Vendredi notre dernier jour, nous partons à la frontale, le ciel est étoilé et il a neigé toute la nuit. Une poudreuse légère qui scintillera dès les premiers rayons du soleil magique. Comme si les Mont Roses pour nous remercier d’être venu les voir nous offraient ce magnifique cadeau de départ. Il faut repasser par la via ferrata. Formalité cette fois, pour rejoindre le col de Stockhorn avant d’entamer la descente sur Zermatt. Une fois passée la zone rocheuse Le Cabri et l’Abbé attaquent fort, sans une seule pause pendant plus de deux heures de marche nous ne les reverrons qu’au sommet du col. Qu’importe, nous profitons d’une lumière et d’un paysage magique. Nous les soupçonnons de vouloir acheter quelques montres et autres bijoux pour leur moitié à ZERMATT avant de reprendre la voiture.

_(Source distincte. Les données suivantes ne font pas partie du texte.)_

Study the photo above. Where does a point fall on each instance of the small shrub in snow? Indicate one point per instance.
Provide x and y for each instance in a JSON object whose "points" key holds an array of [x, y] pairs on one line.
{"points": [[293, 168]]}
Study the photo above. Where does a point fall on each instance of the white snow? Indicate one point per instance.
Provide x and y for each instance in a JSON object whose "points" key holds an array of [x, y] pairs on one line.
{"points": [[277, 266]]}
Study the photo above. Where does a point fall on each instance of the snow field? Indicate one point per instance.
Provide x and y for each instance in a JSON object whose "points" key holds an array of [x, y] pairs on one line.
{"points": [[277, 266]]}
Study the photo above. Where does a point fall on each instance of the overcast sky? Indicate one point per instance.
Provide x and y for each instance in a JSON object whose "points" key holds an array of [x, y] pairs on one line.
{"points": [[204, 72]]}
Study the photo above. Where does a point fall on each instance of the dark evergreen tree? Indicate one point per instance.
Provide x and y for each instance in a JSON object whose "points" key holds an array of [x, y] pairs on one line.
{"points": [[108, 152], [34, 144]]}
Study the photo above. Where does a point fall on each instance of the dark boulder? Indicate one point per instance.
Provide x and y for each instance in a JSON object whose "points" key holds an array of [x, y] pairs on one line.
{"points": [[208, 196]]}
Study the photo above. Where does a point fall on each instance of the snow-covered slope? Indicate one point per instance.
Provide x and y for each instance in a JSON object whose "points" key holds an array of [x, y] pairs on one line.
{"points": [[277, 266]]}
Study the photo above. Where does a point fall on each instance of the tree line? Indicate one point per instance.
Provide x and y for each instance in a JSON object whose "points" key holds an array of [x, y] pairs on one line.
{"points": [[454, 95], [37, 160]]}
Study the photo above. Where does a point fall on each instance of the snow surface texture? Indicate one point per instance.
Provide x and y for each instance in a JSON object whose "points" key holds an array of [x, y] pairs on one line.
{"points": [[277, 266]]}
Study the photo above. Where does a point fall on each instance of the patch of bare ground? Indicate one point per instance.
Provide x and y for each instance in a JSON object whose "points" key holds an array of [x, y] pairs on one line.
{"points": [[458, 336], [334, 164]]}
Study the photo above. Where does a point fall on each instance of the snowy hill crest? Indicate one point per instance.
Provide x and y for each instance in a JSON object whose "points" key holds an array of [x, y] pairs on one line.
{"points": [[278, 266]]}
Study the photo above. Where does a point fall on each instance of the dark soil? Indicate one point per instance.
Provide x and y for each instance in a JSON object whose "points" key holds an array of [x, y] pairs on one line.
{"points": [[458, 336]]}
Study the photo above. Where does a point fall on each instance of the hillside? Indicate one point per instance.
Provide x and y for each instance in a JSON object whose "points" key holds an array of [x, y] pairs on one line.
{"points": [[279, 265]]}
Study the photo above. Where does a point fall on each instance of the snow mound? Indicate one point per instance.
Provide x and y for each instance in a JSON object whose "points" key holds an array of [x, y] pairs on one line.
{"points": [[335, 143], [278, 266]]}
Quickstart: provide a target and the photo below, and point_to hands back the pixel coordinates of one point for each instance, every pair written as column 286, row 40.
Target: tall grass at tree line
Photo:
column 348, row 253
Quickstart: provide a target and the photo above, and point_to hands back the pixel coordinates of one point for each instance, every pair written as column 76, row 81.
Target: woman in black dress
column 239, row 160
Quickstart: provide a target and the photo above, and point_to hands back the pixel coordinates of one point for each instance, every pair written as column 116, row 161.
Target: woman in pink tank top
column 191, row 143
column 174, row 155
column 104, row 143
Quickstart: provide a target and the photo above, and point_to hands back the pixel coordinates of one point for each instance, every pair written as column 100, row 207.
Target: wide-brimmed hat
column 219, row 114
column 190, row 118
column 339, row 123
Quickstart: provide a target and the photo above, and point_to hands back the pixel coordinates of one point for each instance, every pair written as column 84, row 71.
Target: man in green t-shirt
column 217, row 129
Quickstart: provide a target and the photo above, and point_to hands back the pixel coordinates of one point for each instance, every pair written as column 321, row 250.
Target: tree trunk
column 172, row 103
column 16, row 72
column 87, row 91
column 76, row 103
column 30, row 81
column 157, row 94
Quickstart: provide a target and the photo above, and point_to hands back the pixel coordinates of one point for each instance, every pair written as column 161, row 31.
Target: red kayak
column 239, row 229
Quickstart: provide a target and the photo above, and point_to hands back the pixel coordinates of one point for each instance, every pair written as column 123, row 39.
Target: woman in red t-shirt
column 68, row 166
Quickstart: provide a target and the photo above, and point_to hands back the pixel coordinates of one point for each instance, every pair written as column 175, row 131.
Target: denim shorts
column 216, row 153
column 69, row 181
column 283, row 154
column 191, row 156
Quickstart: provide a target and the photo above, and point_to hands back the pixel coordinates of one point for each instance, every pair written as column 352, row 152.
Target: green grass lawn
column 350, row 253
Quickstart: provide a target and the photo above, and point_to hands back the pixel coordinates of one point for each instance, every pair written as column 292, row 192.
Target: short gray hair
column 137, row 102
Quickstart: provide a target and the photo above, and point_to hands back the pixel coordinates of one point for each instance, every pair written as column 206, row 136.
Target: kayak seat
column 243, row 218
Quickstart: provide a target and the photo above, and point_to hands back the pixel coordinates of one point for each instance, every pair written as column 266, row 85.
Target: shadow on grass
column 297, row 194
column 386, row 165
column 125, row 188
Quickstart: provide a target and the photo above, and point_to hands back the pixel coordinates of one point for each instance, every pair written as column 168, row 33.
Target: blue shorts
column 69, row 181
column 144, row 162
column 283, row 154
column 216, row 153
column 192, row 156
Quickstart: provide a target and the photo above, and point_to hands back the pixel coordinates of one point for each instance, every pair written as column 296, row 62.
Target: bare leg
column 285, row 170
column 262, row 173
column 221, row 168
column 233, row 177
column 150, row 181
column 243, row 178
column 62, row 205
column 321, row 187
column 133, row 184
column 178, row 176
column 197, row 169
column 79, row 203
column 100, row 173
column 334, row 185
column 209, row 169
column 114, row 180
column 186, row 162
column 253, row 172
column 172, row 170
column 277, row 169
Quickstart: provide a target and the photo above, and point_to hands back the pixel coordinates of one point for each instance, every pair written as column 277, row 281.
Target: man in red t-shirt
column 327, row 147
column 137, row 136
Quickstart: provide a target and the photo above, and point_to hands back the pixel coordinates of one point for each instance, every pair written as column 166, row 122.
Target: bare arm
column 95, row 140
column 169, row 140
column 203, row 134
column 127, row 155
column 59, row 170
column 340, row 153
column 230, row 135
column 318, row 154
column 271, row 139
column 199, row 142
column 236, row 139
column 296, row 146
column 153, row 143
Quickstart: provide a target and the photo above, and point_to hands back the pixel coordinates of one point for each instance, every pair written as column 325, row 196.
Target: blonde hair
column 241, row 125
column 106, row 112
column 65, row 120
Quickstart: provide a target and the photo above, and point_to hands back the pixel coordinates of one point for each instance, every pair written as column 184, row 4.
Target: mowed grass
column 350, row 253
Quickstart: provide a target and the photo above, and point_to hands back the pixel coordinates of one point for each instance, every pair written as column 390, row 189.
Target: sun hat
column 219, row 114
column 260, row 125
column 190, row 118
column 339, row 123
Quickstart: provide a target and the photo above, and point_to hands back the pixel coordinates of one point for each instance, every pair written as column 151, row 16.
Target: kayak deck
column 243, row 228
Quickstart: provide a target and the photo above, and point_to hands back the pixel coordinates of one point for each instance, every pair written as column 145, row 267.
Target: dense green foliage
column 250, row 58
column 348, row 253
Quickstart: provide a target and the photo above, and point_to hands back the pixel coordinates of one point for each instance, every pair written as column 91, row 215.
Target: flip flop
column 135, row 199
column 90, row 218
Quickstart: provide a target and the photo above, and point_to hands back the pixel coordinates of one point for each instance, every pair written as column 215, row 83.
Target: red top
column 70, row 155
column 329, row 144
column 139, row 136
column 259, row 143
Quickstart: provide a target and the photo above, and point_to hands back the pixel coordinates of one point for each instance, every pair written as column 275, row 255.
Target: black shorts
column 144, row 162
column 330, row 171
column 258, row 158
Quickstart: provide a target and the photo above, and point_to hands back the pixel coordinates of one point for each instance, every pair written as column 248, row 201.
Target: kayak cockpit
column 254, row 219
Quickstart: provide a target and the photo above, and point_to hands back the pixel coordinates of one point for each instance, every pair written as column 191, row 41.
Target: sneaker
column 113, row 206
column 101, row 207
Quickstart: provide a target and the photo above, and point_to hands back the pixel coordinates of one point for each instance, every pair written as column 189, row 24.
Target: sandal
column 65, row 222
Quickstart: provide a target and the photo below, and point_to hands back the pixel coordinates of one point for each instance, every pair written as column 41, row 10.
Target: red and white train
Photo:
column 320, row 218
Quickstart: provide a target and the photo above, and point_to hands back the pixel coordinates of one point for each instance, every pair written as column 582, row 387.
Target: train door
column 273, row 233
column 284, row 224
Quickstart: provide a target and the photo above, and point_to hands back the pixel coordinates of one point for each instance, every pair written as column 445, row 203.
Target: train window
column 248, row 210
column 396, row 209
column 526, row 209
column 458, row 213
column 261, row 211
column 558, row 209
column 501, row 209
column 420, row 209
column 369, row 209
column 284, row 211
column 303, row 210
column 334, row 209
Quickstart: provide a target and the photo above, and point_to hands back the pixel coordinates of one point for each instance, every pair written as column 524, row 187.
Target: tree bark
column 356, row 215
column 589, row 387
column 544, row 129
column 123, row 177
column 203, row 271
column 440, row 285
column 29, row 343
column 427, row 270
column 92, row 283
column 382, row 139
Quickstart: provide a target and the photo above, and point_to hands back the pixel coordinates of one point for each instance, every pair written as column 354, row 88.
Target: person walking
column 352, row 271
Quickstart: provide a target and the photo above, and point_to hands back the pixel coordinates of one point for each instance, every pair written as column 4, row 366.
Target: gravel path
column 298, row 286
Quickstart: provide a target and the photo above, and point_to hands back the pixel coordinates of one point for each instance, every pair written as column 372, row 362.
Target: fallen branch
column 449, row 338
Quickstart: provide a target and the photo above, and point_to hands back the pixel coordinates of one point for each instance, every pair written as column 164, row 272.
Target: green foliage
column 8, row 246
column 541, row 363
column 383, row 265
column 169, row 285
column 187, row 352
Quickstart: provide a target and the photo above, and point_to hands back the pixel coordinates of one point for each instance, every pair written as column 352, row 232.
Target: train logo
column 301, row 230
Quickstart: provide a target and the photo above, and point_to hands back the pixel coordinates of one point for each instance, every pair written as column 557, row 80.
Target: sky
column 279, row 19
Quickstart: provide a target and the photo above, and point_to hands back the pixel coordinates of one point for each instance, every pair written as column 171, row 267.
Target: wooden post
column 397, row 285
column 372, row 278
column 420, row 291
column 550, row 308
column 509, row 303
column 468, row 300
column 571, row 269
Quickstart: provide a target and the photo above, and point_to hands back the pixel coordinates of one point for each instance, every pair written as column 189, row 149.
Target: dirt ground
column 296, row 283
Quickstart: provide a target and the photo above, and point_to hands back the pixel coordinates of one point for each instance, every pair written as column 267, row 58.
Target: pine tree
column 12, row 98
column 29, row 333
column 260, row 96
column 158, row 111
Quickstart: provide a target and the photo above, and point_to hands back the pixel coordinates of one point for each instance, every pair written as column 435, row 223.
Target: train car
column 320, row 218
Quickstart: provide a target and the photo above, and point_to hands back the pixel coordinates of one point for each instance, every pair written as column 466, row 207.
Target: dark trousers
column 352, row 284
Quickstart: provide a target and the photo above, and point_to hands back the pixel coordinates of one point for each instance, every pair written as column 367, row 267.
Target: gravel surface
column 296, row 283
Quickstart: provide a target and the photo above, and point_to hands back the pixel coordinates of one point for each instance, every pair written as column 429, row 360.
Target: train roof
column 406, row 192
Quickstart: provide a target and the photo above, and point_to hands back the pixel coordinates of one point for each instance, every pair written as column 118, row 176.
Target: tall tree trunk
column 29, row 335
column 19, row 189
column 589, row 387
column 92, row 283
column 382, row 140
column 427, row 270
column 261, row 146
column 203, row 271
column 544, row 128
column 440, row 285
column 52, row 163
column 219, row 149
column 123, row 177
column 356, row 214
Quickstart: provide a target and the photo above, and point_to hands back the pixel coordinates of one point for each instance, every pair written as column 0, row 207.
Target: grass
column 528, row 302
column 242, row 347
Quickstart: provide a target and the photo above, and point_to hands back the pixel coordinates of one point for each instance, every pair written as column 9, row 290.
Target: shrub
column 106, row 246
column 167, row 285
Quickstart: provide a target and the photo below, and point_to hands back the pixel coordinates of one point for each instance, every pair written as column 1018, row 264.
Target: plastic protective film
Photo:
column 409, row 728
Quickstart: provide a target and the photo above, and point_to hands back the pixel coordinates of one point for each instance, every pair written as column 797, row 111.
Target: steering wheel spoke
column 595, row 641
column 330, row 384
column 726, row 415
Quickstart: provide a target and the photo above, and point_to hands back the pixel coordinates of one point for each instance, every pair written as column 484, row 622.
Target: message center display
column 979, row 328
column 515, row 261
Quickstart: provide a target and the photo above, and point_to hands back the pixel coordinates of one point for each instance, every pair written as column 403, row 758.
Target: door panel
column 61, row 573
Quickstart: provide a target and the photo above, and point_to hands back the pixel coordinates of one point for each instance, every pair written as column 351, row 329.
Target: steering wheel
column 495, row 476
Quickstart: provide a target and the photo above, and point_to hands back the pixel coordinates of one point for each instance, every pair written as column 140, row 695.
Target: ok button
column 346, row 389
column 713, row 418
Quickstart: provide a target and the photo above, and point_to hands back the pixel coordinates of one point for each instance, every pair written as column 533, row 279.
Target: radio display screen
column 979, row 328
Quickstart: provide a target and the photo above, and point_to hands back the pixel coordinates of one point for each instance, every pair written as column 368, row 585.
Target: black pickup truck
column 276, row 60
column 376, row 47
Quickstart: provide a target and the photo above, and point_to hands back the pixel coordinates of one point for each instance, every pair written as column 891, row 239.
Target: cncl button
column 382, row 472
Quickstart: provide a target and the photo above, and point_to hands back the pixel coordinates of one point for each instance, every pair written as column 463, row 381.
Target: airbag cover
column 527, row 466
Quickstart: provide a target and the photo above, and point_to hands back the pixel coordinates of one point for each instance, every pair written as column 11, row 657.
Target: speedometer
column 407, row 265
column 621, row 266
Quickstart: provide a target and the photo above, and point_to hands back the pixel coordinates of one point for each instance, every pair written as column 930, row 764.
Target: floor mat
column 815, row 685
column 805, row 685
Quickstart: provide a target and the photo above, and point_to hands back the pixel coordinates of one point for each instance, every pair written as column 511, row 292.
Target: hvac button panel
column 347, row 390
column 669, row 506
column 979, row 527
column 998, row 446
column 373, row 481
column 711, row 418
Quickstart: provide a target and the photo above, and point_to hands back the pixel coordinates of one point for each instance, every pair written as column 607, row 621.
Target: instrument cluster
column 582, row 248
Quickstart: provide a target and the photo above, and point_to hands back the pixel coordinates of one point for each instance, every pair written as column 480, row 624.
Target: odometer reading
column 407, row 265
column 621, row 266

La longue descente sur ZERMATT depuis le col se déroule sans encombre avec une excellente neige au sommet. Traversée de ZERMATT à pieds, ski sur le sac, quelques arrêts devant les échoppes des bijoutiers, des terrasses de café remplies, bref le retour à la civilisation. Puis chemin en sens inverse, nous abandonnons Éric notre guide et ami à Chamonix qui repart le lendemain pour les Dômes de Miage et nous sommes admiratifs. Franck encore dans la montagne arrive même avec un GPS à nous faire une petite erreur d’itinéraire pour rejoindre le domicile de ses parents (il va falloir réviser l’Abbé pour passer l’initiateur). Heureusement Xavier nous remet sur la bonne route. Nouvelle étape chez les parents de Franck. L’accueil est toujours aussi chaleureux. Franck, de notre part à tous, un énorme merci à ta maman pour son accueil et ton papa pour sa bonne humeur.

Samedi nous nous séparons. L’Ancien reprend le train à Bourg direction Paris, émotion sur le quai de la gare. Il y a bien longtemps que l’on ne l’avait pas accompagné jusque sur le quai. Puis chacun reprend sa route et lundi nous recevons ce mail du Cabri qui résume et conclut parfaitement notre belle balade.
« Voilà les gars, lundi matin le réveil sonne... retour à la réalité. Mais avant de ranger mes skis je v oulais vous écrire quelques lignes pour tous vous remercier du séjour. Invité de dernière minute, je dois dire que je partais avec une petite appréhension. En fait j’ai passé un excellent séjour ! Je me suis régalé et j’ai rigolé comme jamais... Si c’est ça l’esprit «club alpin» alors franchement il ne faut pas le changer. Je n’ai pas une grande expérience dans le domaine mais j’ai ressenti que notre petit groupe avait de vraies valeurs, alors ne changez rien ! Voilà, sachez que je n’oublierai pas tous les bons moments que nous avons partagés ensemble pendant ce raid à ski, prenez soin de vous et à très bientôt j’espère. Merci à tous, vraiment !! Paul.»